第2話

「君も勇者にならないか!


 最近猛威を振るっている魔物の侵攻をくいとめるのに、君の力が必要だ!


 勇者になったら今後の生活の全てを保障する!

 これまでの経歴も一切関係なし!


 腕に自信のある者なら、山賊や犯罪者も誰でも構わない!


 わが国を守るために魔物と戦おうではないか!


 勇者になりたい者はいつでも募集している。

 王都宮殿一階、勇者の間にて待つ。


 テレジア王国 国王ニクラス一世」 


 何の前触れもなく、テレジア王国の全国各地にこのような看板が立てられるようになった。


 ここ数年、魔物による被害は増えていく一方だった。


 魔物によって畑の作物は食い荒らされ、夜中に街道を歩けば襲われる。追い払っても集団で抵抗してくるし、仮に倒したとしても次の日にはまた同じような魔物が現れて同じことを繰り返すのだ。


 各都市は、魔物の侵入を防ぐために周囲を塀で囲みはじめた。入り口には兵士を配置し、門番に当たらせるようになった。


 おかげで魔物が町の中までは入ってくることはなくなったが、人々はその対策に疲弊しきっていた。

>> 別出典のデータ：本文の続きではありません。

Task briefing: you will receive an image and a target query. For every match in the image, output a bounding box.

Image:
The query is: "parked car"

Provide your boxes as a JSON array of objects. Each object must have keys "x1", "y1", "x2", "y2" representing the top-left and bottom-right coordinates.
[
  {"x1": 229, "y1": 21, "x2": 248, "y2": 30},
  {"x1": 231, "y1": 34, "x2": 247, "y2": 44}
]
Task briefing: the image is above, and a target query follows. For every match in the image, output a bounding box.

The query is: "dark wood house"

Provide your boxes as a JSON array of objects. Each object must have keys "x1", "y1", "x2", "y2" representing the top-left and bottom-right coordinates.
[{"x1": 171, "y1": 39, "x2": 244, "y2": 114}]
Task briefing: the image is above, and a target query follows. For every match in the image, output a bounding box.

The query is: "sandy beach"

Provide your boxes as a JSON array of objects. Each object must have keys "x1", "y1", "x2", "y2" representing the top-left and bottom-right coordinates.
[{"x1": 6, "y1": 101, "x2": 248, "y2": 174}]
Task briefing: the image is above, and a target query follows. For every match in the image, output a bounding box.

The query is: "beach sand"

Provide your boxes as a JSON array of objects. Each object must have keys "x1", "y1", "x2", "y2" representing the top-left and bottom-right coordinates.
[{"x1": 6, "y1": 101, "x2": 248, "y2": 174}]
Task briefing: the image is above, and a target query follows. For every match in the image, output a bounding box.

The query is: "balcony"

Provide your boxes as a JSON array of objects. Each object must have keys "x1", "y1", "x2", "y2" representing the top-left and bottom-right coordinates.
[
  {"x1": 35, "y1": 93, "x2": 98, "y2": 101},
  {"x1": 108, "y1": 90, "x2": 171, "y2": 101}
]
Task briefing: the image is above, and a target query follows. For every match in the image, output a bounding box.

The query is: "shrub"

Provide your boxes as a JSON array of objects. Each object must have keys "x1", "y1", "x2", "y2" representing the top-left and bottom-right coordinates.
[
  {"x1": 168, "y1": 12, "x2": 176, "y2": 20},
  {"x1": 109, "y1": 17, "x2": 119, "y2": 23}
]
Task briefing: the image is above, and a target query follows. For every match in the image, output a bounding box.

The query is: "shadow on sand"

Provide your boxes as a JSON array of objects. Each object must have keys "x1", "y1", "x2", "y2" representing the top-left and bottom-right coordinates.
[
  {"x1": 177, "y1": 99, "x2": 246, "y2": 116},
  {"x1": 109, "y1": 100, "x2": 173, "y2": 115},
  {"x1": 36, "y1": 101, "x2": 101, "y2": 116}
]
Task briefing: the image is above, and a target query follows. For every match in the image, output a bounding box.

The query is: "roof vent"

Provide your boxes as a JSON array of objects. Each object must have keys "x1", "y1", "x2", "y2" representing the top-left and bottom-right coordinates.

 王国の西の国境になっている暗黒山脈を越えると、魔物が主に生息する魔の森が広がっている。


 暗黒山脈は険しい山々が幾つも連なっており、熟練の登山者でなければ越えることは不可能に近い。

 しかも、越えたとしても何があるわけでもなく魔物たちの巣に向かうだけとなれば、近づこうとするものもいなかった。


 本来なら魔物たちはその森から出てくることはなかったのだが、ここ数年、山脈を越えて王国内に進入することが増えてきたのだった。


 この御触れが出たことによりやっと国として本格的な魔物対策に取り組むのだと民は安堵した。

 また、 「勇者になることで今後の生活が保障される」という文言は腕に自信のある者にとって魅力的な内容だった。